Qu'est-ce que "I Care a Lot" ? Certainement pas une comédie.



En préambule, je vous propose de reclasser ce film, car il est partout indiqué que ce serait une comédie, ou bien une comédie noire. Pour que ce soit une comédie, il faudrait que le dénouement de ce film soit sans équivoque heureux. Ce n'est pas le cas. Pour que ce soit une comédie noire, il faudrait que ce film soit drôle. Ce n'est pas le cas. Et je ne dis pas ça parce que je n'ai pas trouvé ça drôle... je dis ça parce qu'à aucun moment je n'ai identifié la moindre tentative d'humour. Noir ou pas noir. Second, troisième, quatrième, cinquième, millième degré ou pas. Si y a quelque chose d'humoristique dans ce film, je crois que le réalisateur et scénariste sont les seuls à rire.


Ce n'est pas un film policier. Il n'y aucun policier parmi les personnages principaux, ni parmi les personnages secondaires. Il n'y a qu'un mystère très peu important. Si peu, que la révélation nous apparaît plutôt clairement dès le début du film.


C'est un thriller, peut-être... D'une certaine façon, sûrement, comme on va le voir dans la suite de cette critique.

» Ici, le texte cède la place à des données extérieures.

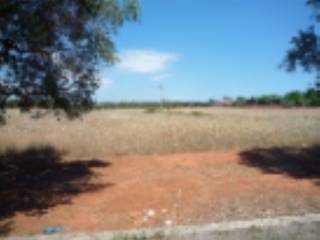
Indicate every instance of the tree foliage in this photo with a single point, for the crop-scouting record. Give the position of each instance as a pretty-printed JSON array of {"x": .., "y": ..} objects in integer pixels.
[
  {"x": 305, "y": 50},
  {"x": 50, "y": 50}
]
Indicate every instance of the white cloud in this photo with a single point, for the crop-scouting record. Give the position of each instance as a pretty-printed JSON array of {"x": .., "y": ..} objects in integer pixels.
[
  {"x": 105, "y": 81},
  {"x": 146, "y": 61},
  {"x": 160, "y": 77}
]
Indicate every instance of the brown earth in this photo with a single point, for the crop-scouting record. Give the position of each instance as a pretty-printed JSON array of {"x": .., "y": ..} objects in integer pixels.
[{"x": 186, "y": 188}]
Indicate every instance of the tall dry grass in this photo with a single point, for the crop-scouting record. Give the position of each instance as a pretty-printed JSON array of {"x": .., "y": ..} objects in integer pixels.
[{"x": 112, "y": 132}]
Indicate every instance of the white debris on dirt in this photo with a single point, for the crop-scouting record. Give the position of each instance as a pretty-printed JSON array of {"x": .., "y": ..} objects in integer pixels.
[
  {"x": 168, "y": 222},
  {"x": 164, "y": 210},
  {"x": 151, "y": 212}
]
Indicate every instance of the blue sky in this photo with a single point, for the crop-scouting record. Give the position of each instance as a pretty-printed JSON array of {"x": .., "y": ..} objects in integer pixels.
[{"x": 202, "y": 49}]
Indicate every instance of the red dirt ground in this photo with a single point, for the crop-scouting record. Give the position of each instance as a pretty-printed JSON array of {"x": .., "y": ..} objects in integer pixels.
[{"x": 188, "y": 188}]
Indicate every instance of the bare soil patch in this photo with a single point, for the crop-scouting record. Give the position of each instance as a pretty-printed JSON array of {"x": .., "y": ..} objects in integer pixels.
[{"x": 185, "y": 188}]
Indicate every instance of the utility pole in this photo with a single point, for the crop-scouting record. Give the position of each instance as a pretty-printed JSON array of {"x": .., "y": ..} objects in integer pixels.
[{"x": 161, "y": 89}]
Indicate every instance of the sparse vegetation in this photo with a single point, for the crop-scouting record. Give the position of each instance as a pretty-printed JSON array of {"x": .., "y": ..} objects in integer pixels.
[{"x": 132, "y": 131}]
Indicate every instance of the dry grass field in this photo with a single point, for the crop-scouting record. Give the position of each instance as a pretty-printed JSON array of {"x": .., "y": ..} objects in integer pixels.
[
  {"x": 127, "y": 132},
  {"x": 134, "y": 168}
]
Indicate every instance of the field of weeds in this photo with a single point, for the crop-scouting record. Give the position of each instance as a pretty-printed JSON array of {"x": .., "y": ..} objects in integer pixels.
[{"x": 140, "y": 131}]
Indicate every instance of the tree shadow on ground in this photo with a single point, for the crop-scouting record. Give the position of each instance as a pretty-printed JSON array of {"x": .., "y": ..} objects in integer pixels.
[
  {"x": 36, "y": 179},
  {"x": 299, "y": 163}
]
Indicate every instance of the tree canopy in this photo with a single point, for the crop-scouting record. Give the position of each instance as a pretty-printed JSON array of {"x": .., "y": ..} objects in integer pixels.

Voilà qui est fait. Ah pardon, je vous ai dit tout ce que I Care a Lot n'est pas, mais vous ne savez toujours pas ce que c'est. Vous êtes sûr de vouloir le savoir ? Bon...



Marla, une amie qui vous veut du bien



Le film prend Marla Grayson pour personnage principal. Comme l'indique le synopsis, Marla, grâce au truchement d'un droit américain défaillant, et du concours de quelques connards et connasses de son genre, parvient à déposséder des petits vieux et petites vieilles : de leurs biens, de leur liberté, de leur santé mentale, de leur santé physique, de leurs amis, de leur famille. Légalement.


Marla veut être riche, elle l'est déjà, mais elle en veut plus. Elle est prête à tout pour arriver à ses fins. Je vais mettre fin au suspens tout de suite : Marla n'a pas d'autre facette. Marla est antipathique. C'est même l'un des personnages les plus antipathiques qu'il m'ai été obligé de supporter.


Il y a bien sûr ces personnages qu'on ne supporte pas parce qu'ils sont cons et font tout ce que vous ne voudriez pas qu'ils fassent. Ces personnages qu'on ne supporte pas à cause de leur voix, parce qu'ils sont mal joués, mal écrit, ou bien parce qu'il y a quelque chose qui ne vous revient pas. Marla n'est pas de ceux là. Marla c'est le niveau au-dessus : c'est le personnages auquel vous souhaitez une mort lente, et douloureuse, et lente, et longue, et douloureuse... Pas par sadisme, non. Par soucis de justice.


Marla est la pire raclure de tous les temps, et hélas Marla est la personnage principale d'un film qui se dit comédique. Bref.



Vous, moi... Surtout elle.



Le film s'ouvre sur Marla en voix off qui nous explique que nous sommes des raclures, comme tout le monde, comme elle. Elle nous dit qu'il y a deux types de personnes dans le monde : ceux qui prennent, et ceux à qui on prend. Comme c'est subversif. C'est du jamais vu. Quelle originalité. Fin du sarcasme.


Oui, mais Marla... Moi (et vous aussi, j'espère) je n'enferme pas des vieux dans des EHPAD pour les y laisser crever seuls et les déposséder de tout ce qu'ils ont. Même un trafiquant d'êtres humains a ses limites. Et... Ah bah tient, l'antagoniste du film est un mafieux esclavagiste de femmes (d'Europe de l'Est, on imagine) dont Marla a fait enfermer la mère (et volé les diamants, accessoirement). Et vous savez quoi ? Il n'est pas content. Et je le comprends... On touche pas aux mamans.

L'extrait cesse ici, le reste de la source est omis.